The Truth Will Set You Free. Ish.
While I wrote my memoir, I was counseled not to think about anyone actually reading it. Otherwise, I’d never move past the first page. That proved to be sound advice, though at some point, writers—both memoirists and novelists alike—must consider what it means and what it might cost to share some of our deepest secrets with an audience.
We’ve all heard the axiom that the truth will set you free, but I wonder if it’s more accurate to say that the truth will cost you. Watch one episode of “Scandal” and you’ll see the price Olivia Pope’s clients pay when their secrets are made public. Marriages crumble, children are estranged, careers are ruined, legacies destroyed. Sure, most of our secrets will never make headlines, but that doesn’t mean we don’t feel the heat of exposure.
So why do it?
I’ll admit that in the past few months as I’ve been readying my book for publication, there have been times when I’ve lost sight of my answer to this question. I’ve learned there’s a considerable difference between the idea of someone reading an entire book about your worst regret and the reality of meeting a stranger who has read your work and therefore has access to some of your most intimate secrets. The first time the latter occurred, I heard a small voice inside me say: you will pay dearly for publishing this book. And I panicked.
A terrible fear took hold of me and wouldn’t let go. When I finally found the courage to talk to someone I love about it, he reminded me of a truth I’d let myself forget. “You’ve already paid dearly,” he said, “for keeping that secret so long.” Thankfully, I started to remember why I’d written the book in the first place.

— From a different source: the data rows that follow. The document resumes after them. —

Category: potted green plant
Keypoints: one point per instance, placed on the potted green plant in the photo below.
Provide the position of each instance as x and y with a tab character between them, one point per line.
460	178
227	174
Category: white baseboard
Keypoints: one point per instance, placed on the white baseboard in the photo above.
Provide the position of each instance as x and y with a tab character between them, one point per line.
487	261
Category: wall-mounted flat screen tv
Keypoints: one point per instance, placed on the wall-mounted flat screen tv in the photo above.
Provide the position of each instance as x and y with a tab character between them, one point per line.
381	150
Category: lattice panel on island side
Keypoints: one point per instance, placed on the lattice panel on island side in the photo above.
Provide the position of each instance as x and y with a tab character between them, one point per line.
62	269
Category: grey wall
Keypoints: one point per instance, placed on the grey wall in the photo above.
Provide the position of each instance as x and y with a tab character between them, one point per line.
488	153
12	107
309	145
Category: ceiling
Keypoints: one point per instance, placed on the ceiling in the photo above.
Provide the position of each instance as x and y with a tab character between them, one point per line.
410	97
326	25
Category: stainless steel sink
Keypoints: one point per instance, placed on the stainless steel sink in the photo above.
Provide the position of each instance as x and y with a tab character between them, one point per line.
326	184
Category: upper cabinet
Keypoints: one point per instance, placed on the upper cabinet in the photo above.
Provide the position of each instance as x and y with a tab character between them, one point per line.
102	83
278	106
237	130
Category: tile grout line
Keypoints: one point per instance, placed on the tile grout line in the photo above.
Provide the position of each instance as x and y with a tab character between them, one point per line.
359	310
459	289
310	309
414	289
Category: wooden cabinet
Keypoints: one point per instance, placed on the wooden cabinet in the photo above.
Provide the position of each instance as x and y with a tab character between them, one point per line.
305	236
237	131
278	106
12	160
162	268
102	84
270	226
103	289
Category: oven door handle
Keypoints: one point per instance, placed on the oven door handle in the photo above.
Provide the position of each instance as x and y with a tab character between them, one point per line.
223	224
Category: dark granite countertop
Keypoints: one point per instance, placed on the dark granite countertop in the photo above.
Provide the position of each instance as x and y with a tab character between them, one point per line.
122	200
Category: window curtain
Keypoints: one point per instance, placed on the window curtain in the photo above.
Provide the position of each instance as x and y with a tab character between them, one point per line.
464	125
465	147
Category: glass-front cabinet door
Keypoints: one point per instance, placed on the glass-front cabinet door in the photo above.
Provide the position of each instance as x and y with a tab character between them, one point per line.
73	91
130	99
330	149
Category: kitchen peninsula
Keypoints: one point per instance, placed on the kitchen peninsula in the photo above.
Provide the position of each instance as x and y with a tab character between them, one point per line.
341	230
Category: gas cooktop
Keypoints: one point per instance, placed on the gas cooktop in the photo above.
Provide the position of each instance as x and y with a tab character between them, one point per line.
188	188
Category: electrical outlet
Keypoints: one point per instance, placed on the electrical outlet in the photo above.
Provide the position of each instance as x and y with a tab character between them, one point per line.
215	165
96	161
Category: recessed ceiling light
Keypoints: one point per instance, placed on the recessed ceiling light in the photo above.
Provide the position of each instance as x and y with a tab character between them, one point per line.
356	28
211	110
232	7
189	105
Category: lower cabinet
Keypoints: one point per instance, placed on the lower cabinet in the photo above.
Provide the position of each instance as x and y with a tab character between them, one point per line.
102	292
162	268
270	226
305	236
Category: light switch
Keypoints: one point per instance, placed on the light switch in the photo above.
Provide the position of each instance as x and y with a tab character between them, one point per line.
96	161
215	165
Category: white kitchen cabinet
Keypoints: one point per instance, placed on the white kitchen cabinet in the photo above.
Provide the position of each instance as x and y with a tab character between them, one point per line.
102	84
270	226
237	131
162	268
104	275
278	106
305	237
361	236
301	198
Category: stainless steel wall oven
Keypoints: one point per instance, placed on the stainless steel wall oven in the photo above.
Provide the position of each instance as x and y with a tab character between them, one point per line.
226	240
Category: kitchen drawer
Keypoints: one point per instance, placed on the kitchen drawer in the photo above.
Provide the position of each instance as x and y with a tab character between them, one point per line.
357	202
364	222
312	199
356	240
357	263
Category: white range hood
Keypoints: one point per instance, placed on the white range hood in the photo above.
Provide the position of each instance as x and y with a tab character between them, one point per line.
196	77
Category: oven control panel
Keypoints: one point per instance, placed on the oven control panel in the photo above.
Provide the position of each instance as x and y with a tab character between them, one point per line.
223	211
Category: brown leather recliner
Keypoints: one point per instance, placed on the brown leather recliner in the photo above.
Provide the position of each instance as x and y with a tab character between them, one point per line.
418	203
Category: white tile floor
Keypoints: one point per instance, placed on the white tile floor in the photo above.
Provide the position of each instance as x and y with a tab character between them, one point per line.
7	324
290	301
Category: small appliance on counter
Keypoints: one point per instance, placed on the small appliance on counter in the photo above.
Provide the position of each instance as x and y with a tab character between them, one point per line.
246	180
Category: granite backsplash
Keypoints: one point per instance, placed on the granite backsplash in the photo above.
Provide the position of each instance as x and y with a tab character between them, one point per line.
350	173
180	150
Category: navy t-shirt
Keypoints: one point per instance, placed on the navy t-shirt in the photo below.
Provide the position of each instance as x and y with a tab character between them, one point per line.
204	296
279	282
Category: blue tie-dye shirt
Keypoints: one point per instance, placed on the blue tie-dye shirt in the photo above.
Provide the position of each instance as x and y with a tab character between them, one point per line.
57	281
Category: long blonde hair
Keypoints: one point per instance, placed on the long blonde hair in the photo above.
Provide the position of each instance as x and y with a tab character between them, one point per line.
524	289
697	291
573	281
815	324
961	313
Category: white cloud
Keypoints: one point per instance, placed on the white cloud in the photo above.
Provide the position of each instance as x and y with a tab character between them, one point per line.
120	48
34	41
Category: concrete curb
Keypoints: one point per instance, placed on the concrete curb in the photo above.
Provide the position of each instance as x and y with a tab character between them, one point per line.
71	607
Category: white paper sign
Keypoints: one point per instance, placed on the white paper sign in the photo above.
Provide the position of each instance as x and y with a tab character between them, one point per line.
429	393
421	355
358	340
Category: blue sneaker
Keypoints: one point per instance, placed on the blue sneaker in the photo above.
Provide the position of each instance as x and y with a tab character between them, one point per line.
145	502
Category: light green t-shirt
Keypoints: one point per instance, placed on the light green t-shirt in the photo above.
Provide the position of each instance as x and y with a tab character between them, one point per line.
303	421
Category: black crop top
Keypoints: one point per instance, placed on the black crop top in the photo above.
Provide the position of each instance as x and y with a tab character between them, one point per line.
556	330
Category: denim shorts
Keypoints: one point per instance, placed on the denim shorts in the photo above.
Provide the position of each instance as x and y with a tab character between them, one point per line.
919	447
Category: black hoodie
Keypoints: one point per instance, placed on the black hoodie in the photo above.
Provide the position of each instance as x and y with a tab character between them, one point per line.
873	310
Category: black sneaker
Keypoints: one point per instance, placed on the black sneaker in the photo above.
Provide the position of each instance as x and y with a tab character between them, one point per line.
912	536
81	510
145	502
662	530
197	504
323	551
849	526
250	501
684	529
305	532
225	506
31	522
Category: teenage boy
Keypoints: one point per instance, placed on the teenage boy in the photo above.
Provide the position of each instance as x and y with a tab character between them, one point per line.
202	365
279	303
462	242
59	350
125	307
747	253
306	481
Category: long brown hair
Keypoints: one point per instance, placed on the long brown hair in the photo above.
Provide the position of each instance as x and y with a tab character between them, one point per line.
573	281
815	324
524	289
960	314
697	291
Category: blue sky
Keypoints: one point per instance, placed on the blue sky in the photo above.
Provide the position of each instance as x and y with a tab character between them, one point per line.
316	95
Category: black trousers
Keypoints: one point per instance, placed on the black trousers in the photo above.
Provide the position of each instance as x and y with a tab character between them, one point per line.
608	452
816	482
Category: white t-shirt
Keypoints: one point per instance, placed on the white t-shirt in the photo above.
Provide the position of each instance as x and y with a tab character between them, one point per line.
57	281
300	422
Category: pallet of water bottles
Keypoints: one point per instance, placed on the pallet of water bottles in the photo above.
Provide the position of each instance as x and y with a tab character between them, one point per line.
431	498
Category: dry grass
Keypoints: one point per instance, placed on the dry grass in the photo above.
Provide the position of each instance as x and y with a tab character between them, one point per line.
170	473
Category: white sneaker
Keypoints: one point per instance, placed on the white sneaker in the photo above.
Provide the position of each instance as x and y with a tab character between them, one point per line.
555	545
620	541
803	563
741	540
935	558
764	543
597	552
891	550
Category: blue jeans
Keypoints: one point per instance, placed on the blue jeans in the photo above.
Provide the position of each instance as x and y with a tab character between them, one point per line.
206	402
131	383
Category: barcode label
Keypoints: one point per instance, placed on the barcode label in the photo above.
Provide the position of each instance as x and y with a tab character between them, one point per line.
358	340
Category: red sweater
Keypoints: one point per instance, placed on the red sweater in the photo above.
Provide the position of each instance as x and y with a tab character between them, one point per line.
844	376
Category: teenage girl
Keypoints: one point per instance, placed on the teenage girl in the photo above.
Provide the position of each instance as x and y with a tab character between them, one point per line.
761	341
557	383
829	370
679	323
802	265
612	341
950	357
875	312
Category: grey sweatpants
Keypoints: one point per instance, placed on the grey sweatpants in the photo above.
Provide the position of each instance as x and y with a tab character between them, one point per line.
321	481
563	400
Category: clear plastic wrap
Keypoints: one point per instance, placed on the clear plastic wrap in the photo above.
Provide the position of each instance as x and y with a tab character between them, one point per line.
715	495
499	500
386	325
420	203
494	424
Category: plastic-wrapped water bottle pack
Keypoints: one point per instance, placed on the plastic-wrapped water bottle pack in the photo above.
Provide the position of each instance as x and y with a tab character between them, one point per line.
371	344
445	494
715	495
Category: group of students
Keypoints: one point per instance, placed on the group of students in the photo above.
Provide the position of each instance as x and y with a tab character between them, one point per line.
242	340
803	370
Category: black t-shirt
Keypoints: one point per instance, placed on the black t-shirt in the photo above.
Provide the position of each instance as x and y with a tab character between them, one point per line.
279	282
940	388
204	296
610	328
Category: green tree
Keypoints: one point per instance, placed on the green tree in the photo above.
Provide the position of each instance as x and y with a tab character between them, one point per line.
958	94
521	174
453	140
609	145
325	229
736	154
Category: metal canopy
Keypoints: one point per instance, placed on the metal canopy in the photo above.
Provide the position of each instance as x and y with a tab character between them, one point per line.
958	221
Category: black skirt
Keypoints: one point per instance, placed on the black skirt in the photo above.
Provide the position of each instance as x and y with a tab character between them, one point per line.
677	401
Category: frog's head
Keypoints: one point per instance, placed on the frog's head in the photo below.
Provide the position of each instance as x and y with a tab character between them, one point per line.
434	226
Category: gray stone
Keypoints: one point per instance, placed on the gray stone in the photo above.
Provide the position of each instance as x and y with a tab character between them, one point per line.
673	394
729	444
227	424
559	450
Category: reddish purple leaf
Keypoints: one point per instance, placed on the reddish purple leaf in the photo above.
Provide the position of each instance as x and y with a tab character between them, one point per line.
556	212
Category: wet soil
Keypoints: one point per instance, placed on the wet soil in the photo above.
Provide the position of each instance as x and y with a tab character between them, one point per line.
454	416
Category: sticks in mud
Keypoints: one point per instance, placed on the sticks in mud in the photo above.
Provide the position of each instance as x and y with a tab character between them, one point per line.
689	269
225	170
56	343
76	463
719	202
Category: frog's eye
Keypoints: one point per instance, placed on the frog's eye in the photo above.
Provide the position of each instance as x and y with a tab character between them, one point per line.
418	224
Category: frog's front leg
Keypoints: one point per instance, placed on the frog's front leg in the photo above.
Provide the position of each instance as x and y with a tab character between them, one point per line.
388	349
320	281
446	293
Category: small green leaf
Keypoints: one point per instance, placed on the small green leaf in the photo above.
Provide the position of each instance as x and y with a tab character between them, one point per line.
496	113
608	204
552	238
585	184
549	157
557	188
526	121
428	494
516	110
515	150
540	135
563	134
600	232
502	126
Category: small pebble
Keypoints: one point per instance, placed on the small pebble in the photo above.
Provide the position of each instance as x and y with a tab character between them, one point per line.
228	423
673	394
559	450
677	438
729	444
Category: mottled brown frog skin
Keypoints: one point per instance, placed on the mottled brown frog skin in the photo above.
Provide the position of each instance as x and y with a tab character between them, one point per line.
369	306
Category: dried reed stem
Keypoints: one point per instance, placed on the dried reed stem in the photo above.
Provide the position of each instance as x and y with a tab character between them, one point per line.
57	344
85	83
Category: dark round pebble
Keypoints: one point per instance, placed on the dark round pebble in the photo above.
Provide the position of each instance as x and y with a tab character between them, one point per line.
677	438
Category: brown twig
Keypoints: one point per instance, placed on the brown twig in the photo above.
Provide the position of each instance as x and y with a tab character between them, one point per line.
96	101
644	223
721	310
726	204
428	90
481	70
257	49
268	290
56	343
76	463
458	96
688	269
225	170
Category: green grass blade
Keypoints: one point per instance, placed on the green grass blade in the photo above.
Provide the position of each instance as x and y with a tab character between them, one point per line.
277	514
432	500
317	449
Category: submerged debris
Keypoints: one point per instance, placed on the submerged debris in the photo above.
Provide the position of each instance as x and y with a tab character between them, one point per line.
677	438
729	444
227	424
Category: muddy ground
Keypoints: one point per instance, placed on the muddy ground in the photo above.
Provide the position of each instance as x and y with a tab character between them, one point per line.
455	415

The cost of silence had become greater than the cost of telling the truth.
So what does this mean for writers who choose to divulge intimate details? Is it self-centered and sophomoric to do so? I think the answer can be found in the importance of artistic risk. In her essay “Short Story: A Process of Revision,” Antonya Nelson writes that she encourages her students to include an autobiographical element in their stories as a means of getting them to invest in their work. At the end of the essay, she says:
“I was tired of my students’ work not seeming to matter enough. I wanted them to be at some risk.”
I’m slowly learning that it’s better to be vulnerable than to simply talk of vulnerability—that I can be bravest when I have the most to lose. We don’t always know what will happen when we venture deep into the woods in search of the mysterious and the unknowable, hoping that our calls will be answered. But I know this: I made a promise to myself that day when my friend asked me to tell him what my book was about, and it’s one I intend to keep. When someone asks me that question, I’ll give the honest answer, and I’ll look him in the eye.